HSBC is to axe 4,700 jobs following the shock departure of its chief executive, citing the ‘challenging global environment’.
In a call to investors on Monday (5 Aug), the lending giant’s chief financial officer Ewan Stevenson announced that up to two per cent of the bank’s workforce will lose their jobs. He said that the focus is likely to be on senior roles as the company seeks to cut salary costs by around four per cent.
However, the company has not offered any more detail as to where the cuts will be. As it has not made clear whether branch staff will lose their jobs, customers are expected to be able to carry on banking as usual.
2% of workforce will go
Chief executive John Flint left his role by ‘mutual agreement’ with the board after just 18 months.
The departure followed the announcement of HSBC’s latest half-year results, which showed that pre-tax profits rose 15.8 per cent to $12.4bn (£10.2bn).
The company’s commercial banking boss Noel Quinn will take over as interim chief executive while the lender seeks a permanent replacement. Mr Flint will be assisting with the transition.
Mr Flint’s departure amid relatively strong results has raised eyebrows among analysts, however Mr Stevenson said that the company’s US operations were not satisfactory.
The outgoing boss is entitled to a year’s salary and is eligible for a bonus based on 2019 performance.

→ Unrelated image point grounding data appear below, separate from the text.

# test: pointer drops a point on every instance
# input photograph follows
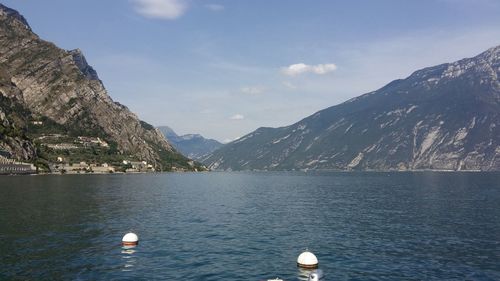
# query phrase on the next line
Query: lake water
(251, 226)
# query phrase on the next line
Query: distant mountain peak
(194, 146)
(14, 14)
(443, 117)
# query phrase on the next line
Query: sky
(223, 68)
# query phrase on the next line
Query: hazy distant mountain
(193, 146)
(41, 82)
(441, 117)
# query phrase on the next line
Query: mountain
(445, 117)
(57, 91)
(193, 146)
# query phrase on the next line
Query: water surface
(251, 226)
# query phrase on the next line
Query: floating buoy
(130, 239)
(316, 275)
(307, 260)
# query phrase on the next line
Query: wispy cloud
(214, 7)
(237, 117)
(161, 9)
(252, 90)
(301, 68)
(289, 85)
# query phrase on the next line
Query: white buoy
(307, 260)
(316, 275)
(130, 239)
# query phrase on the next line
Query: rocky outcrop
(445, 117)
(60, 85)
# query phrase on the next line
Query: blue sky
(223, 68)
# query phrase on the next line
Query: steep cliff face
(60, 85)
(443, 117)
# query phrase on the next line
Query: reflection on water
(251, 226)
(303, 274)
(128, 257)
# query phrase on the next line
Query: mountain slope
(48, 82)
(441, 117)
(193, 146)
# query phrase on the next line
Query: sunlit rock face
(445, 117)
(51, 82)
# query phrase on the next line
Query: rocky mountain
(193, 146)
(59, 86)
(445, 117)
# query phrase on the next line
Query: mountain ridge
(194, 146)
(442, 117)
(49, 82)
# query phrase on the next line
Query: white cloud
(289, 85)
(237, 117)
(161, 9)
(300, 68)
(252, 90)
(214, 7)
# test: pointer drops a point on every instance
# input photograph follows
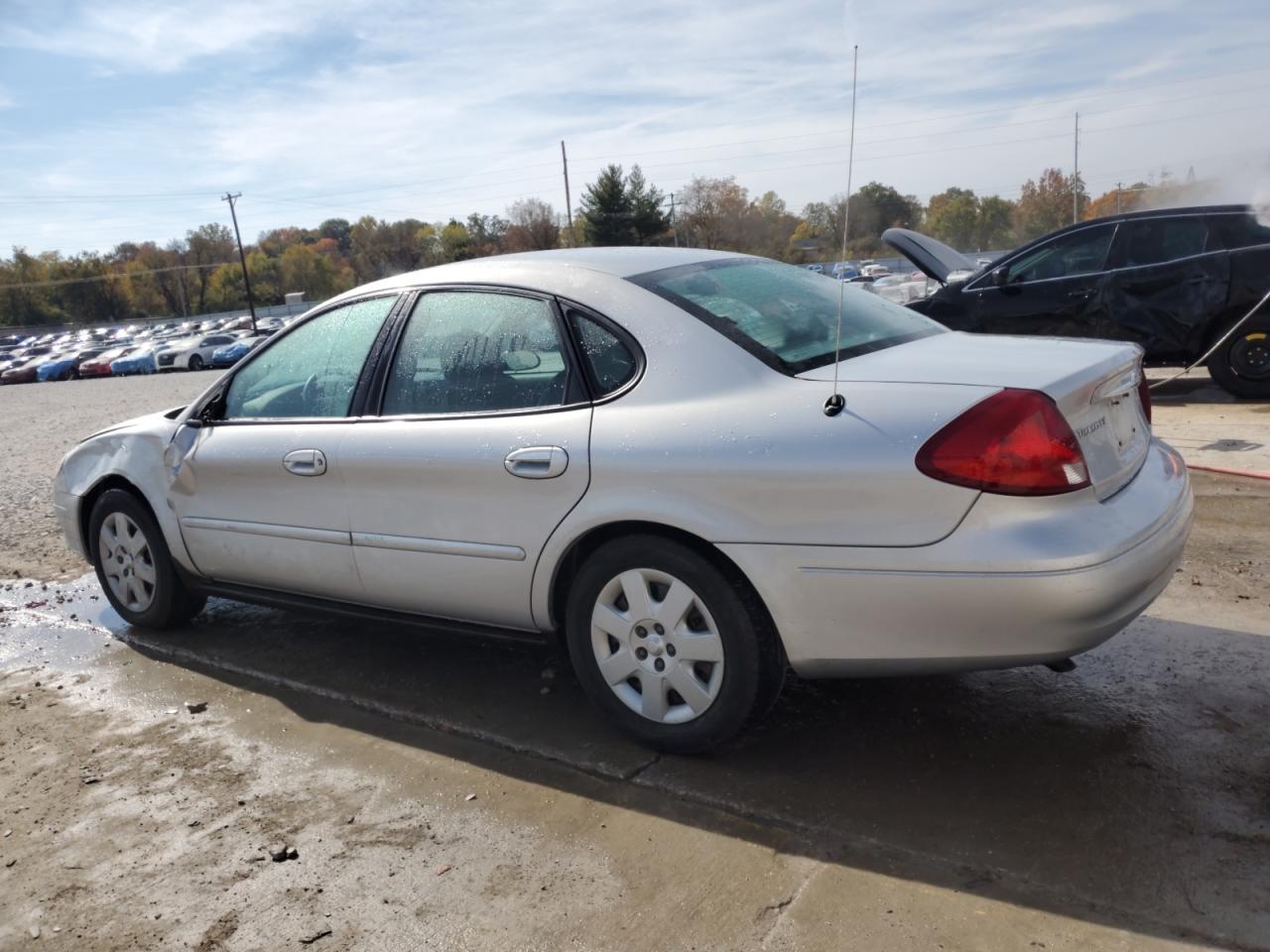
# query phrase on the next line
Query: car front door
(259, 494)
(479, 452)
(1170, 277)
(1056, 289)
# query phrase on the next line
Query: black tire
(172, 601)
(1241, 366)
(753, 665)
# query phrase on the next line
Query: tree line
(199, 273)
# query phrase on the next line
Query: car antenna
(835, 403)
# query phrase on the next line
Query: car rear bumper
(1001, 590)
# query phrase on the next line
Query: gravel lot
(39, 422)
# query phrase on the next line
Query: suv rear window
(786, 316)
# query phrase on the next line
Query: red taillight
(1015, 442)
(1144, 395)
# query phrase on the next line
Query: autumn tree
(952, 217)
(532, 226)
(1119, 199)
(994, 229)
(208, 245)
(714, 212)
(1046, 204)
(770, 226)
(486, 235)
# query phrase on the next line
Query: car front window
(1065, 257)
(784, 315)
(477, 352)
(314, 370)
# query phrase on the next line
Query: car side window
(1067, 255)
(313, 371)
(608, 361)
(1241, 230)
(477, 352)
(1159, 240)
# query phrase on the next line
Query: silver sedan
(671, 457)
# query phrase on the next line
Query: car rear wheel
(1241, 366)
(134, 563)
(674, 651)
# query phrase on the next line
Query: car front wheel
(1241, 366)
(674, 651)
(134, 563)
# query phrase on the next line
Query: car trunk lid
(1093, 384)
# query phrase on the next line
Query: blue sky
(123, 119)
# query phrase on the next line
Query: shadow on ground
(1133, 792)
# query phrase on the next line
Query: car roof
(1160, 213)
(620, 262)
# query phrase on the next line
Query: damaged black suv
(1174, 281)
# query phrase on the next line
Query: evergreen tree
(649, 221)
(606, 209)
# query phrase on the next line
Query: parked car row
(104, 352)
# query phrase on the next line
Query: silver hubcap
(127, 562)
(657, 647)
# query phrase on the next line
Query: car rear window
(786, 316)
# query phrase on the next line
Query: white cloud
(163, 36)
(444, 109)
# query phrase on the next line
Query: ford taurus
(672, 458)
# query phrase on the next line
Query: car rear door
(479, 452)
(259, 492)
(1170, 277)
(1055, 289)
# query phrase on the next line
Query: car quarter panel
(852, 611)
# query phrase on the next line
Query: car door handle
(536, 462)
(305, 462)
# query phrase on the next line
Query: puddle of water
(64, 625)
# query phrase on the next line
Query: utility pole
(246, 281)
(1076, 171)
(568, 202)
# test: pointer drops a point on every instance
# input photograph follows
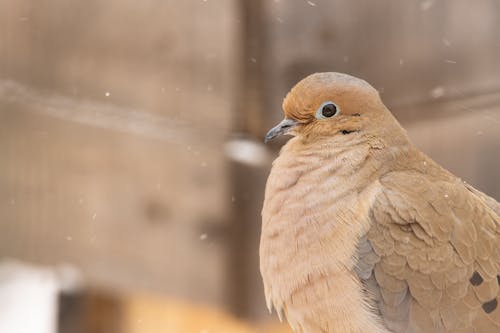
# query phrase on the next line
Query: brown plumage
(362, 232)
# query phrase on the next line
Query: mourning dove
(362, 232)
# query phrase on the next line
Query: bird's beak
(282, 128)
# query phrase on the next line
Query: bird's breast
(315, 209)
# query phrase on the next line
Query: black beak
(282, 128)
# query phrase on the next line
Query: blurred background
(132, 167)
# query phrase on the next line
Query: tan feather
(362, 232)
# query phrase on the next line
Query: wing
(431, 260)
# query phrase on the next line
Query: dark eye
(327, 110)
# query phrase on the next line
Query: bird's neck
(316, 208)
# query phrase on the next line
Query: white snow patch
(247, 152)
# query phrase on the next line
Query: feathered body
(362, 232)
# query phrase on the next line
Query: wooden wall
(112, 119)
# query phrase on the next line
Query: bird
(363, 232)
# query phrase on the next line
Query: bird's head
(328, 104)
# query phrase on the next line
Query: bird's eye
(327, 110)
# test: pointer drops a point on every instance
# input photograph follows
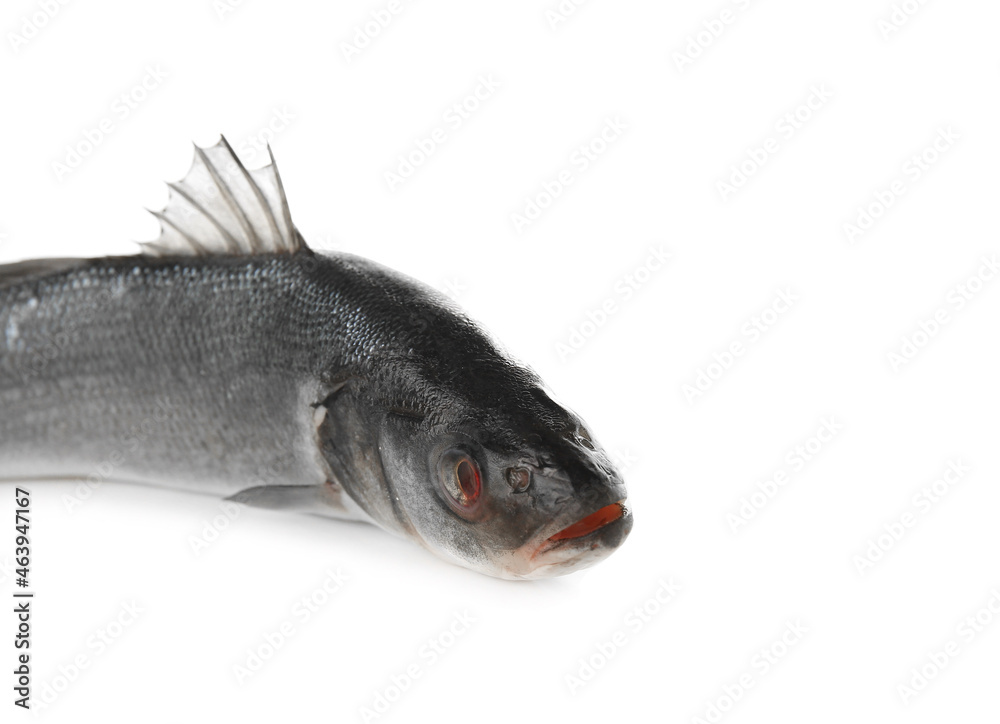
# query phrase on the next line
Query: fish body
(231, 359)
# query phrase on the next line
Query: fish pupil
(468, 479)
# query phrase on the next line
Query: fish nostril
(519, 479)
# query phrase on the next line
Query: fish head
(522, 493)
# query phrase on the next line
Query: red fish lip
(595, 521)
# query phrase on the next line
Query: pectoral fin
(328, 500)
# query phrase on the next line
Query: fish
(229, 358)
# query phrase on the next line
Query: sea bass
(229, 358)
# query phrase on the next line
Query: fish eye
(461, 478)
(518, 479)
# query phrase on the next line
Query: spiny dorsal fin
(220, 207)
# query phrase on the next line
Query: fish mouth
(589, 530)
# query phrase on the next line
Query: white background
(689, 462)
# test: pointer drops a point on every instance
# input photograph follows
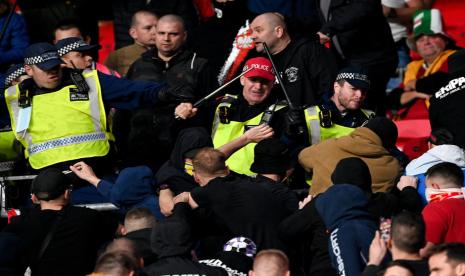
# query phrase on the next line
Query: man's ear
(196, 178)
(460, 269)
(133, 33)
(34, 199)
(28, 70)
(67, 194)
(123, 230)
(279, 31)
(336, 86)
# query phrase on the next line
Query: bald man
(308, 69)
(270, 262)
(142, 30)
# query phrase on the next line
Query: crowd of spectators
(296, 168)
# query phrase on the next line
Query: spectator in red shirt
(445, 213)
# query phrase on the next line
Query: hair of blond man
(209, 162)
(116, 263)
(271, 262)
(138, 218)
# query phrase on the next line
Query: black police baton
(300, 128)
(212, 94)
(7, 21)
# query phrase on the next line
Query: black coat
(362, 31)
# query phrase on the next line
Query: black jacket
(362, 31)
(308, 70)
(172, 172)
(172, 242)
(185, 67)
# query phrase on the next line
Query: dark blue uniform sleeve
(122, 93)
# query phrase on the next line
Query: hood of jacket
(363, 143)
(172, 236)
(133, 185)
(437, 154)
(340, 203)
(188, 139)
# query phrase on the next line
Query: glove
(176, 93)
(295, 122)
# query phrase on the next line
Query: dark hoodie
(172, 242)
(172, 172)
(343, 210)
(134, 187)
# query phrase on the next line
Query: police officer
(340, 110)
(58, 114)
(235, 114)
(10, 149)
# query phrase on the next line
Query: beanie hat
(441, 136)
(241, 245)
(352, 170)
(385, 129)
(271, 156)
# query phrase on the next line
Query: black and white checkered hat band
(42, 58)
(11, 77)
(352, 76)
(70, 47)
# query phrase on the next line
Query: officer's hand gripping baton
(212, 94)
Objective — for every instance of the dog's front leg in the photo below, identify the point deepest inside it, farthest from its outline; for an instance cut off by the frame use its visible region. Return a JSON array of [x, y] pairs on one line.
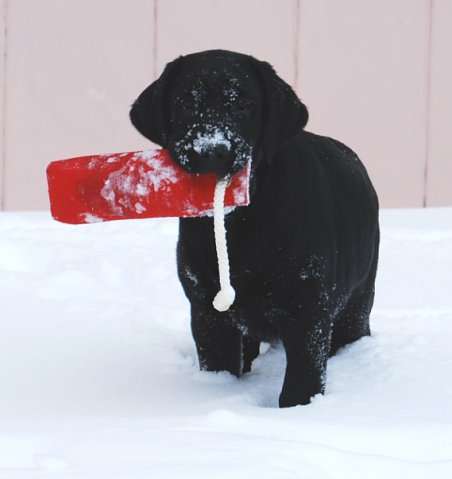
[[218, 341], [306, 342]]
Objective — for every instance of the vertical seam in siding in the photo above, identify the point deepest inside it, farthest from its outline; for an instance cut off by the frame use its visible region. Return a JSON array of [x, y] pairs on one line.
[[296, 51], [4, 33], [155, 38], [428, 100]]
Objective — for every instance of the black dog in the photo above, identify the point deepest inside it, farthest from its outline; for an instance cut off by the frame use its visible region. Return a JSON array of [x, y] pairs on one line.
[[303, 255]]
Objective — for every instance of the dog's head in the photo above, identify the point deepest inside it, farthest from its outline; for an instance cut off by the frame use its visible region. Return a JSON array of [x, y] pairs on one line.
[[214, 110]]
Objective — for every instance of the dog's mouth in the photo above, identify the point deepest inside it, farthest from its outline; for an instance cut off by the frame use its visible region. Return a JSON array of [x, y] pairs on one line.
[[212, 150]]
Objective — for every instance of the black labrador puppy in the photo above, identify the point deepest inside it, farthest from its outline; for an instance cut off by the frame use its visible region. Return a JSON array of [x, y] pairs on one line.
[[303, 254]]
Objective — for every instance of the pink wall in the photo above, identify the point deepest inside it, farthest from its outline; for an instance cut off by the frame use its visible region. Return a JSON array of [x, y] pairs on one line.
[[373, 74]]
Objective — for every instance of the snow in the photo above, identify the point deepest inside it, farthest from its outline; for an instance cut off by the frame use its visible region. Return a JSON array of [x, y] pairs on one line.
[[226, 295], [99, 378], [208, 141]]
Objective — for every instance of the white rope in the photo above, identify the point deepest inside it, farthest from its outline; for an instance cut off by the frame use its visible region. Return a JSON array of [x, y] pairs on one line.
[[225, 297]]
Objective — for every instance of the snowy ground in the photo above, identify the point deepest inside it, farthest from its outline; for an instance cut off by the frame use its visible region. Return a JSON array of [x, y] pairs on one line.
[[98, 374]]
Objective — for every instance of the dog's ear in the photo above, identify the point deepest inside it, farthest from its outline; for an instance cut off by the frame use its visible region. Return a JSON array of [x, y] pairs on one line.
[[148, 113], [284, 114]]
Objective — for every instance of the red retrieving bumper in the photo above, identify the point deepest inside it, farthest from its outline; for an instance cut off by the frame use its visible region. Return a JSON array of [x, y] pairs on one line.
[[134, 185]]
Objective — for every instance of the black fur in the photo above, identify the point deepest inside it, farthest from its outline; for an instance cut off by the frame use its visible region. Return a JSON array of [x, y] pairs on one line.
[[303, 254]]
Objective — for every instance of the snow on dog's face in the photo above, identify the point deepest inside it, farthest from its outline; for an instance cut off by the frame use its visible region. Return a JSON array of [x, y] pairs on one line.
[[213, 110], [214, 116]]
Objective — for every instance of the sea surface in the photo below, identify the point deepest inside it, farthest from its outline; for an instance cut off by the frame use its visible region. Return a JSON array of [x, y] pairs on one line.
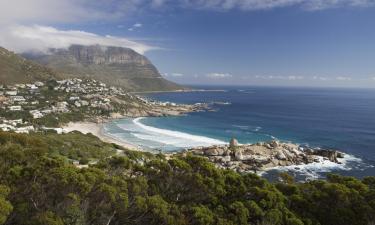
[[342, 119]]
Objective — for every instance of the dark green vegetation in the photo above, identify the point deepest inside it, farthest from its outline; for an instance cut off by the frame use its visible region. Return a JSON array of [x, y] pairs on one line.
[[115, 66], [16, 69], [39, 186]]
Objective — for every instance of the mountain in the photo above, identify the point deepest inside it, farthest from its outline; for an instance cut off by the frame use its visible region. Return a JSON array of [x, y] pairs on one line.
[[112, 65], [16, 69]]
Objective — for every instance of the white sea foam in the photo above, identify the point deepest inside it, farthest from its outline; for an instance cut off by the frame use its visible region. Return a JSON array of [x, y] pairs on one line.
[[166, 137], [313, 170]]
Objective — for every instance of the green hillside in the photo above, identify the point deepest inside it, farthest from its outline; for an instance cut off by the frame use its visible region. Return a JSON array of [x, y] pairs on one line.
[[115, 66]]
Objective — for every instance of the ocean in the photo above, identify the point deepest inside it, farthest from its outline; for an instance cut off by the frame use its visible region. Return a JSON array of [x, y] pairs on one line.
[[336, 118]]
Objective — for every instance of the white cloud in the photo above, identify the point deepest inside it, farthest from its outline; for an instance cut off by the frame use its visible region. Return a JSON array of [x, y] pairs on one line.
[[264, 4], [78, 11], [135, 26], [173, 74], [340, 78], [41, 38], [320, 78], [63, 11], [219, 75]]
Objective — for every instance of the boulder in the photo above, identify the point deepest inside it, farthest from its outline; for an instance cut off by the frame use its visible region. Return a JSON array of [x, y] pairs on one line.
[[274, 144], [238, 155], [280, 155], [214, 152], [233, 143]]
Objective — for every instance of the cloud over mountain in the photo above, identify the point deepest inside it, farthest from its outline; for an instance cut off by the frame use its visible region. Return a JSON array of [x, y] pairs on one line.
[[41, 38]]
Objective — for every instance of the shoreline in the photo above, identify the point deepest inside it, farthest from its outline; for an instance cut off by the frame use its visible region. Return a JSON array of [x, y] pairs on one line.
[[97, 129], [179, 91]]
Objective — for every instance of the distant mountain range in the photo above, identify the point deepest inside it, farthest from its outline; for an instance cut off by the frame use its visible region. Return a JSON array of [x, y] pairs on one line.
[[116, 66], [16, 69], [112, 65]]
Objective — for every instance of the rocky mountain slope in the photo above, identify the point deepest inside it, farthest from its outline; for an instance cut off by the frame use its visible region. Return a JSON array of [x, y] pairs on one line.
[[112, 65], [16, 69]]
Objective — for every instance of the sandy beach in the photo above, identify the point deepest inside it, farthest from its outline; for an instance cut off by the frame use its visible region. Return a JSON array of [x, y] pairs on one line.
[[97, 130]]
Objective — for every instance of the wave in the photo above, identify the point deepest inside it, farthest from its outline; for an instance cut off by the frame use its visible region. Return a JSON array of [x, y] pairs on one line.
[[154, 137], [316, 169]]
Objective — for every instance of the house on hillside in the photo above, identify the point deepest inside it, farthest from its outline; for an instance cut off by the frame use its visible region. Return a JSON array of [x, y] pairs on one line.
[[15, 108], [11, 93]]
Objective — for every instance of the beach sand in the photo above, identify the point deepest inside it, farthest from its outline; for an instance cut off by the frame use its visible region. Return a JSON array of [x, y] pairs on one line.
[[97, 130]]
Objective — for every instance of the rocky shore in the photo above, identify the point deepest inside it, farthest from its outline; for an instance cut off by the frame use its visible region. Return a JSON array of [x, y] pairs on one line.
[[262, 156]]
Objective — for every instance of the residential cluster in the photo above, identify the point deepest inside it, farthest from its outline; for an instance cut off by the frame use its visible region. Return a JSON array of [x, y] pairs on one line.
[[25, 102]]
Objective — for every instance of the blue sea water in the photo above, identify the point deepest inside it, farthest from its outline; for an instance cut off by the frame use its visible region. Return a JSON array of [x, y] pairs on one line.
[[342, 119]]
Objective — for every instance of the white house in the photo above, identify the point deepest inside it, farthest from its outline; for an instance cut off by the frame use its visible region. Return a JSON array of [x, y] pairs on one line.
[[18, 98], [11, 93], [15, 108], [25, 130]]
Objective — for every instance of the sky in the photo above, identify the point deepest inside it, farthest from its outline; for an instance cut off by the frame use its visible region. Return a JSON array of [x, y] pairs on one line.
[[324, 43]]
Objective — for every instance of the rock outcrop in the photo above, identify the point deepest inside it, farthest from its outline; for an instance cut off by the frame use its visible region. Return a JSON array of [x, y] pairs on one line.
[[260, 156], [116, 66]]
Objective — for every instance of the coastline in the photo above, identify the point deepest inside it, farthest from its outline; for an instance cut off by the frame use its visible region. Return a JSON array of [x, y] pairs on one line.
[[179, 91], [97, 130]]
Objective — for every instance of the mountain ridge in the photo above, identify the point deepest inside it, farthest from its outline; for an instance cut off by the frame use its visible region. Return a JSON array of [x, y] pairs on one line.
[[16, 69], [115, 66]]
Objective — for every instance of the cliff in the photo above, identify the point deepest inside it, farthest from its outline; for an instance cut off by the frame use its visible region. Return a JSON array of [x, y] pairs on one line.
[[16, 69], [115, 66]]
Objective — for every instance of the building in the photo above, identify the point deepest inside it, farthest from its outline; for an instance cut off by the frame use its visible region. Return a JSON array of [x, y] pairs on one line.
[[15, 108], [36, 114], [11, 93], [17, 98]]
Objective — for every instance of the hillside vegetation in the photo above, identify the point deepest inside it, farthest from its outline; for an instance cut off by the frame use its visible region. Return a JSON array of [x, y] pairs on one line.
[[16, 69], [39, 186], [117, 66]]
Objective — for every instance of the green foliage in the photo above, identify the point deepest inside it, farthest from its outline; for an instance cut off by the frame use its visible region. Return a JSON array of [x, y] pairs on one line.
[[5, 206], [39, 187]]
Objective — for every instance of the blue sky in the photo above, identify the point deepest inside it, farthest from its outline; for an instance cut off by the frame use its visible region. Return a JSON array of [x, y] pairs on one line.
[[241, 42]]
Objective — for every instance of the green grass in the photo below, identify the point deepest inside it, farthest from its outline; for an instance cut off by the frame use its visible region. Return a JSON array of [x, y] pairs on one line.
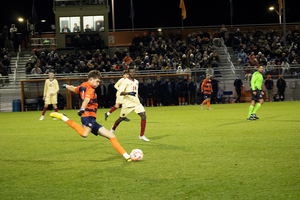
[[193, 154]]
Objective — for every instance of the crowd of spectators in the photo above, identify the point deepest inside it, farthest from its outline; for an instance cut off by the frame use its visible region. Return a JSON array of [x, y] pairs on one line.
[[166, 92], [149, 52], [255, 48]]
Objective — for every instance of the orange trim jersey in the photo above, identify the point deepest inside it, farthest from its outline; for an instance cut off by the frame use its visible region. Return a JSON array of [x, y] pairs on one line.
[[206, 86], [86, 90]]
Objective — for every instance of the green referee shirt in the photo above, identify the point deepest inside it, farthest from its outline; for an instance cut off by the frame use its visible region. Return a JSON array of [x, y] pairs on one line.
[[256, 81]]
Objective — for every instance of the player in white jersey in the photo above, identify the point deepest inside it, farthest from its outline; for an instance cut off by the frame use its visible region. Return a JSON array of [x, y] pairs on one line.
[[119, 99], [129, 89], [51, 89]]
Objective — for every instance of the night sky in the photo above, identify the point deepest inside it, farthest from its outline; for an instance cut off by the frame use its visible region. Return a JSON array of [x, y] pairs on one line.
[[162, 13]]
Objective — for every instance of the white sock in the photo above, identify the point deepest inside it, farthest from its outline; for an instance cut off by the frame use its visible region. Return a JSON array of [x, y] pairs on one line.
[[64, 118], [126, 155]]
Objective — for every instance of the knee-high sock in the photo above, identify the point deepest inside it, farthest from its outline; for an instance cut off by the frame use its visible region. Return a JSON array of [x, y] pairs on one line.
[[44, 110], [143, 127], [250, 111], [117, 146], [257, 106], [79, 129], [112, 109], [115, 125]]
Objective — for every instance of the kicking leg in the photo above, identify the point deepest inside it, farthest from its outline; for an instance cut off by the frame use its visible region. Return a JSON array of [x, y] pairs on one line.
[[143, 126], [105, 133]]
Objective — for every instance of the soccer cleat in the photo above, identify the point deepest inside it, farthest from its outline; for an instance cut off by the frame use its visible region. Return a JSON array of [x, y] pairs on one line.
[[128, 159], [254, 116], [144, 138], [251, 119], [56, 115], [111, 130], [126, 119]]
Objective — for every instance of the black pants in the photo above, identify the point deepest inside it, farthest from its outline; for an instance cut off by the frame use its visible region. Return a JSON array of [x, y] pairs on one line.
[[239, 94], [281, 94]]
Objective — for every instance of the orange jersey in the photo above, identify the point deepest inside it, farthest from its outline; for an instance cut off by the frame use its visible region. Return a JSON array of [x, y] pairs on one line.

The value of this is unknown, however it is likely that Mr Flint will be entitled to ‘good leaver status’, which means he is entitled to keep long-term shares in the business, among other benefits.
He is entitled to this as his departure is not as a result of misconduct.
Uncertainty in UK and China markets
HSBC, which has major operations in both the UK and China, faces uncertainty on both fronts as a result of the UK’s impending departure from the EU and American tariffs imposed on China by Donald Trump.